Regarding coding tools like Copilot and Amazon CodeWhisperer, I generally hear good things, however they don’t take any feedback from the IDE so they generate broken code and I’m not sure this can be fixed. For one, given the forward feed process, this could be computationally expensive with many iterations (do it again, but don’t use class DoesNotExist, these methods…). GPT has been poor at this so far; it kind of loses track of the conversation. The IDE could provide more context to start with, as it has the full dependencies. However, when you’re adding new code, you’re going to need to add dependencies to your build file, more imports, etc. Same as when you cut and paste from Stack Overflow.
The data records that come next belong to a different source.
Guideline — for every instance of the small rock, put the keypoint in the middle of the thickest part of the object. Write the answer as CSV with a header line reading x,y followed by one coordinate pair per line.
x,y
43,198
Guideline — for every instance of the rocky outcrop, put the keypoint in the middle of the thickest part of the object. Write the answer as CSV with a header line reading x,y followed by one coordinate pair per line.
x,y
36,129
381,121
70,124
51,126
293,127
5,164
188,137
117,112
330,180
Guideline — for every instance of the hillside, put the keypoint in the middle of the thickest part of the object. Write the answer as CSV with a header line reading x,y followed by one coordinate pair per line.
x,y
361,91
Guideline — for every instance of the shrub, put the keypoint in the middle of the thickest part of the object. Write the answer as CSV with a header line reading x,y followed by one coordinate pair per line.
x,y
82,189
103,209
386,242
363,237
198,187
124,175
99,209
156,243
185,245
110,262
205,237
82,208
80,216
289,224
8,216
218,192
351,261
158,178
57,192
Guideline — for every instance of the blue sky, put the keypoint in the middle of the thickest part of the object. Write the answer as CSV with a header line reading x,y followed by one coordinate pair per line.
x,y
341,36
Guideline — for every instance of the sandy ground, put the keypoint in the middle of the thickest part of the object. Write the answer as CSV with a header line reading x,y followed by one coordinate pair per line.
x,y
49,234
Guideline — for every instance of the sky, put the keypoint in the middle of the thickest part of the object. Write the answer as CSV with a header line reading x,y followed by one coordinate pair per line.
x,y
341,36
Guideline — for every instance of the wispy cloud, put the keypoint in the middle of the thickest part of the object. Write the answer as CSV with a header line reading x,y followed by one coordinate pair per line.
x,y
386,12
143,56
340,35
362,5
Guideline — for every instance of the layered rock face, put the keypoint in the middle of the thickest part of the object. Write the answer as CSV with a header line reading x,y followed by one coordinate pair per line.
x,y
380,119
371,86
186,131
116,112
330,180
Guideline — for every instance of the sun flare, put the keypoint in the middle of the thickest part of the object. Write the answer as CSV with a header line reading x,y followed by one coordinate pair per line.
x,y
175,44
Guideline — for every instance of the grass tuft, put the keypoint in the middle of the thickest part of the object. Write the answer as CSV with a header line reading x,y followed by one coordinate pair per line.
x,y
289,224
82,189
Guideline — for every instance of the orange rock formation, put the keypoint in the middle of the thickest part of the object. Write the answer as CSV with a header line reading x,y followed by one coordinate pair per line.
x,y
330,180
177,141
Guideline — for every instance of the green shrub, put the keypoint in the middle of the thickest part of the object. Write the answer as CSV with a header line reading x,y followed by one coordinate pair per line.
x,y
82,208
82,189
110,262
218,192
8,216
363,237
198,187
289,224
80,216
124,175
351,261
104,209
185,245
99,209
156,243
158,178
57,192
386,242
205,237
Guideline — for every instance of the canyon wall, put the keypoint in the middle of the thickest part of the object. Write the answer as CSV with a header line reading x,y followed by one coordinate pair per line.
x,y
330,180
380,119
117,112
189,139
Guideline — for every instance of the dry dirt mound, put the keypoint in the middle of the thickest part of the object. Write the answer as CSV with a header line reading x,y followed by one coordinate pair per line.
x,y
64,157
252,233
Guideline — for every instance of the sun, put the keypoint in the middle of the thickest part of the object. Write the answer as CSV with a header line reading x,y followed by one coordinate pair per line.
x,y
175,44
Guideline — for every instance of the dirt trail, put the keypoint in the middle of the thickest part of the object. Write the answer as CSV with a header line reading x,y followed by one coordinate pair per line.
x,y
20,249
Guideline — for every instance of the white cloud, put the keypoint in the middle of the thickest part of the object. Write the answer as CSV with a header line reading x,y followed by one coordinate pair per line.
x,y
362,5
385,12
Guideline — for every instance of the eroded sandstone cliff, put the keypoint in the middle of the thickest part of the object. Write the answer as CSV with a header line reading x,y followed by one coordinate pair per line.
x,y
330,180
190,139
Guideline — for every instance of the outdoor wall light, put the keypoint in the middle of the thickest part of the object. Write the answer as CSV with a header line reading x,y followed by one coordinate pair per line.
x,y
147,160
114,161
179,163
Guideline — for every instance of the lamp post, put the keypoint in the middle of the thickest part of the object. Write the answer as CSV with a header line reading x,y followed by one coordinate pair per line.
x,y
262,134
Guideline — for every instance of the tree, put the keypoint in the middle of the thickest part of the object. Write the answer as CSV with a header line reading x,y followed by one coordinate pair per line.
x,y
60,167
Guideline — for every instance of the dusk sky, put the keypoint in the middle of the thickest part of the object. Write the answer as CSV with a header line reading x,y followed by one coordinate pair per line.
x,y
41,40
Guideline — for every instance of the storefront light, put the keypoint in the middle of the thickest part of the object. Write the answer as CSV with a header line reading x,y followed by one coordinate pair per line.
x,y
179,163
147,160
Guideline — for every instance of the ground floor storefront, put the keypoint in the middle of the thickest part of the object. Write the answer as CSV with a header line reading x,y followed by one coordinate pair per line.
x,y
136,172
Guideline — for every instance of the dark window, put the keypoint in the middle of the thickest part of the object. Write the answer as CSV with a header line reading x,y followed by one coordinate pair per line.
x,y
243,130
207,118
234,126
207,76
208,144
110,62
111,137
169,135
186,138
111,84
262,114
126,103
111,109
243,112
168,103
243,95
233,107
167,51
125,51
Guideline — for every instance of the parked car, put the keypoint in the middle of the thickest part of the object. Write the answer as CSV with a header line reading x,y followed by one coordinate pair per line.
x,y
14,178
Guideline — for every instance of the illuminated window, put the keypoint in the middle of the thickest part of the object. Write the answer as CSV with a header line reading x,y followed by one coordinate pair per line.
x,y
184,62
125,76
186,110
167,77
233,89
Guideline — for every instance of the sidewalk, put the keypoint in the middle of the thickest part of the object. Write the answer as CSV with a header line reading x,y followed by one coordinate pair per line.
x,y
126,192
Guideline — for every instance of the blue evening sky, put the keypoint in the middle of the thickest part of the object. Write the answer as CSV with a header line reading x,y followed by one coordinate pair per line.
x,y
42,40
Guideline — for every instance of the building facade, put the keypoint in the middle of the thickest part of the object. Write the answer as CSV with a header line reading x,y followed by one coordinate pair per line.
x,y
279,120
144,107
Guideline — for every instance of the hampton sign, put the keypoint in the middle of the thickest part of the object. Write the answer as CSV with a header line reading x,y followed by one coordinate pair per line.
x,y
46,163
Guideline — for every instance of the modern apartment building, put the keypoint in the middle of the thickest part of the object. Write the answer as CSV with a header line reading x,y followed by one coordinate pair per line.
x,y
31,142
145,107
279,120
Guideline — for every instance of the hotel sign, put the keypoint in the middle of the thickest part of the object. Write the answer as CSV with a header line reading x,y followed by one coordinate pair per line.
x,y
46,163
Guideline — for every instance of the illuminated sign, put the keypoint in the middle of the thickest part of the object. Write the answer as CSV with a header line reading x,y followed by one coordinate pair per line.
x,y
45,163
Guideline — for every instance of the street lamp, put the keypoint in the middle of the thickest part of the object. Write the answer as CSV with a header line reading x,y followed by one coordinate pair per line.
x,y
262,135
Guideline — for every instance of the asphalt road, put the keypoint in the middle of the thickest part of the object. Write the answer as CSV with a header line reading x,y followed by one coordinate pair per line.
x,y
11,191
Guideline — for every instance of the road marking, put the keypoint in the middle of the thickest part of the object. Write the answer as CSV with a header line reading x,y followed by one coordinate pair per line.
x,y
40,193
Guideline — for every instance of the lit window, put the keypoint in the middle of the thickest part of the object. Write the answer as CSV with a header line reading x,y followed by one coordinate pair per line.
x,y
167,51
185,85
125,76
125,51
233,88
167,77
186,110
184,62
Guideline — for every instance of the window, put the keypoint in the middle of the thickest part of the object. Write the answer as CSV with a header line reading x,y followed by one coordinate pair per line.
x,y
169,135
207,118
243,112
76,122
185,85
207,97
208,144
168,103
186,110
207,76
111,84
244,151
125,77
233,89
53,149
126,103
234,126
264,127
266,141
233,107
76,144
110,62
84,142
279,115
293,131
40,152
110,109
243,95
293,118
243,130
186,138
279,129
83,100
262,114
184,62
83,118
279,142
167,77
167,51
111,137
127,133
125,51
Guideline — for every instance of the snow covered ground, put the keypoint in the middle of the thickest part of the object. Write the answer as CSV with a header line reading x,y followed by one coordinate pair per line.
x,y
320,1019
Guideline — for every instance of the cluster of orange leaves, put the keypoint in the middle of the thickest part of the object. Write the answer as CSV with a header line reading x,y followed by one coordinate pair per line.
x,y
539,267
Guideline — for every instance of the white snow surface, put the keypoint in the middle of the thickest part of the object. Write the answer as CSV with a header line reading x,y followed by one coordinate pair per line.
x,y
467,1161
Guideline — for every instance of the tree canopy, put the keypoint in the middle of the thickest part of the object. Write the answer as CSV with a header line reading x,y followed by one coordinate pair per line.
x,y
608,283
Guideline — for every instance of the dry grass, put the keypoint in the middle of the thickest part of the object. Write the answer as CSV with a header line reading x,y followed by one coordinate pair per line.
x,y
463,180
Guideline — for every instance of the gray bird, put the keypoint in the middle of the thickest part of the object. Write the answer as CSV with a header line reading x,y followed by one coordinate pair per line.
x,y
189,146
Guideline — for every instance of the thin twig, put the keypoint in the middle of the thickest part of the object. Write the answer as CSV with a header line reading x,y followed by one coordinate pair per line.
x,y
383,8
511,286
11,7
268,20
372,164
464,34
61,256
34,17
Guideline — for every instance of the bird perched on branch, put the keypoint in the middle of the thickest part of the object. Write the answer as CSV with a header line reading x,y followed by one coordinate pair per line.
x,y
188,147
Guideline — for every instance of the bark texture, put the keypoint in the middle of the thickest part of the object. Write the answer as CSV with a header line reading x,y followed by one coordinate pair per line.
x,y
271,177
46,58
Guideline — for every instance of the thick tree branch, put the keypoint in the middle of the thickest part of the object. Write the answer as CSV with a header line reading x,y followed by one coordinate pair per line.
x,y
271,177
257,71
Better (or more) training/weights could help. If you look at what the community has accomplished with Stable Diffusion by trading models, it’s quite impressive. I had thought Midjourney was far ahead, but a recent discussion on HackerNews suggested that was an antiquated view – from two months ago. The community’s new tools, models, etc. allow much better control.

My hope is we’ll get similar out of the open source LLaMA. Or maybe CodeWhisperer, which already has extra training on AWS APIs, will allow you to create a model weighted on your exact stack. It’s a hard problem, and maybe there will be better ways.

In the meantime, some comments from some legendary programmers like Antirez suggest it’s already quite good for whipping out quick and dirty code in languages you aren’t familiar with. Think build files, bash scripts, Jenkins files, etc. This could up the game of full stack programmers, as just about every one I talk to has a strong preference (and experience) with one side of the stack.

I suspect this might also tilt the scales toward stacks that LLMs “understand” better. Obviously, that will be the current kings like Java, JavaScript, and Python. Since LLMs have a problem with recognizing conflicting API versions, more stable languages and APIs will “win” the AI wars.

What I am most curious about is if we can create new languages and frameworks that are designed to be correctly predicted. We’ve already heard talk that AI is going to kill low code platforms. But maybe low code platforms evolve to be even more productive with AI. Surely they are scrambling to figure that out.

I believe two companies are so well vertically integrated that they have the most potential: Microsoft and Amazon. Microsoft is the clear frontrunner. They are already investors in OpenAI and have GitHub Copilot. But they also own the entire .NET ecosystem and Azure. I can imagine an AI-powered, cloud-native platform based on TypeScript everywhere.

Amazon will want to compete and have already started with CodeWhisperer and Cloud9. However, the overall AWS ecosystem has a steep learning curve. Their attempts to do low code with Amplify have not been well received by the larger community. But I think they started with the goal of making software development easier for AWS admins and devs building highly scalable systems. Google had similar struggles with AppEngine. The majority needs a low learning curve and apps for maybe hundreds of thousands, not billions.

It’s early enough to be anyone’s game. Maybe Meta, shifting from the metaverse to AI, will win it all with a PHP stack?